Skal Labissiere is being touted as a possible No. 1 pick in the NBA Draft.
Isaiah Briscoe is drawing rave reviews for his point guard play and was Kentucky's lone representative at this year's McDonald's All-American Game.
Charles Matthews, the first player to commit to John Calipari for next season, has become the forgotten member of this recruiting class of 2015.
The Chicago native was considered a top-15 prospect by every major recruiting service when he picked the Cats in February 2014.
In the months that followed, he dropped. And dropped. And dropped.
Now he's ranked no higher than No. 42 in the country and as low as No. 68.
UK fans who have grown accustomed to seeing single-digit numbers assigned to the rankings of their future players probably don't expect much from Matthews.
That's unwise, say those who know him best.
St. Rita Coach Gary De Cesare hasn't been shy about his confusion over Matthews' drop in the rankings.
"All I know is, Charles can shoot, he can dribble, he can rebound, he can defend, he has a short game, he can hit the three," DeCesare said. "You give me any three of those things and, to me, that's going to be one of the best players."
Even those who don't have Matthews ranked among the very best players in the country acknowledge the kid can play.
Scout.com considers Matthews to be the No. 65 overall recruit for 2015, and Scout's Evan Daniels told the Herald-Leader on Thursday that he was "pretty comfortable" with that ranking.
Still, he expects to see Matthews contribute as soon as he gets to Lexington.
"I think he'll excel in up-and-down basketball, getting out in transition and bringing energy," Daniels said. "I think he has a chance to be a good defender. I could see him filling kind of a DeAndre Liggins-type role at Kentucky.
"He's certainly gifted and talented enough. ... He has a chance to carve out a role for himself as a freshman, certainly."
Matthews had a stellar senior season, averaging 22 points per game — including five 30-point-plus outings — and leading St. Rita to a 26-4 record.
DeCesare said Matthews, who's often quiet off the court, developed into a vocal leader to his younger teammates. And — even when he had an off night offensively — Matthews did what was necessary to get his team a victory.
"The problem is, if you're going to Kentucky and you score 10 points, people think you're not playing well and you've had a bad game," DeCesare said. "He just does a lot of different things on the court. He doesn't just score.
"Charles can control a game and score eight points. He did whatever we needed him to do to win. ... He's a great student and understands the game."
He played well enough to earn an invitation to this week's Jordan Brand Classic, which now rivals the long-running McDonald's All-American Game as a premier showcase for the nation's top high school players.
This was also supposed to be one more opportunity for Matthews to prove himself against the best of his peers in a game that includes fellow signees Briscoe and Labissiere, and top UK targets Jaylen Brown, Cheick Diallo, Malik Newman and Stephen Zimmerman.

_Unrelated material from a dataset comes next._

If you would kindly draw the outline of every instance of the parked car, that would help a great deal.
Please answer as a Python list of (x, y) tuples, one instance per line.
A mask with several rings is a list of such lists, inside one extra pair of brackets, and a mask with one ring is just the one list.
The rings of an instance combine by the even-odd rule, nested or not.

DeCesare pointed out that Matthews was injured for much of last spring and summer, which was when he dropped in the rankings.

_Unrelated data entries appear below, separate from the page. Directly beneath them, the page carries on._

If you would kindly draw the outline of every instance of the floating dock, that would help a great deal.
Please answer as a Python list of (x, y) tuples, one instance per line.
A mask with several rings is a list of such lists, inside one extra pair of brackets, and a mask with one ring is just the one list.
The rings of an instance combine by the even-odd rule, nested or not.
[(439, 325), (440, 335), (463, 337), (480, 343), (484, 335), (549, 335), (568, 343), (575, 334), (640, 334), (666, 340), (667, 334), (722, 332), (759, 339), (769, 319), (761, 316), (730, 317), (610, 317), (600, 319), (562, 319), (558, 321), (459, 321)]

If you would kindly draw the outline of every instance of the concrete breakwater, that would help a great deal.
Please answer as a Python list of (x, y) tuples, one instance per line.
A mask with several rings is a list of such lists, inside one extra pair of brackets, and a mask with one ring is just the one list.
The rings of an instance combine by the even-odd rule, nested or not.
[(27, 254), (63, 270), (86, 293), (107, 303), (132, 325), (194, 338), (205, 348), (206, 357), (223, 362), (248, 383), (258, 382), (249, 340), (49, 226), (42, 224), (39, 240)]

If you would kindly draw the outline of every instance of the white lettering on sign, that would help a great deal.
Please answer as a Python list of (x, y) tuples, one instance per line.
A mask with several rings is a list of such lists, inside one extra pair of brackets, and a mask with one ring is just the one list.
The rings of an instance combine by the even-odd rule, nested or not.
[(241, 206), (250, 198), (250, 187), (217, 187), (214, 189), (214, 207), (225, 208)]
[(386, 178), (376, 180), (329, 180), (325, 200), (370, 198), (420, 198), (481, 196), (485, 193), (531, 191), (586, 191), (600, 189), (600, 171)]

The coach thought scouts unfairly placed his star player because he wasn't healthy enough to showcase his full game, though he noted that Matthews never once complained about the rankings.
"He's the type of kid that doesn't let that stuff bother him," DeCesare said.

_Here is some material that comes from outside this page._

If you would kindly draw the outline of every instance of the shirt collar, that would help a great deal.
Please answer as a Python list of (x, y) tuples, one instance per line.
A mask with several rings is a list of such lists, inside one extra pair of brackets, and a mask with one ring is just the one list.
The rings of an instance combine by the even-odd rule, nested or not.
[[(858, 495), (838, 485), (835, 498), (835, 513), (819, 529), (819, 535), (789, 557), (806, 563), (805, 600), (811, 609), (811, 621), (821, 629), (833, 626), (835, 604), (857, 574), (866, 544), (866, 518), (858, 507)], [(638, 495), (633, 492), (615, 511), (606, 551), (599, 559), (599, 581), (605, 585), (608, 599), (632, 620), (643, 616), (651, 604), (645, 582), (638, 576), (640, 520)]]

Unfortunately, Matthews won't be at full strength Friday night, either. He took a nasty fall in Wednesday's practice and ended up with a sore back and wrist.
Matthews didn't practice Thursday, but his mother told the Herald-Leader that he shot around on his own and felt OK. He's expecting to play Friday. "Keeping my fingers crossed," said Nichole Matthews. "He worked so hard for this."
DeCesare is at the Jordan game, too, coaching the East team that includes all three UK signees. He said he told Matthews to "just have fun" this week because it's going to get serious soon enough.
And he's expecting big things when that time comes.
"He's going to work hard," DeCesare said. "He's going to be a solid kid on and off the court. He's just got to continue to do what he's been doing. Stay focused. And just keep working."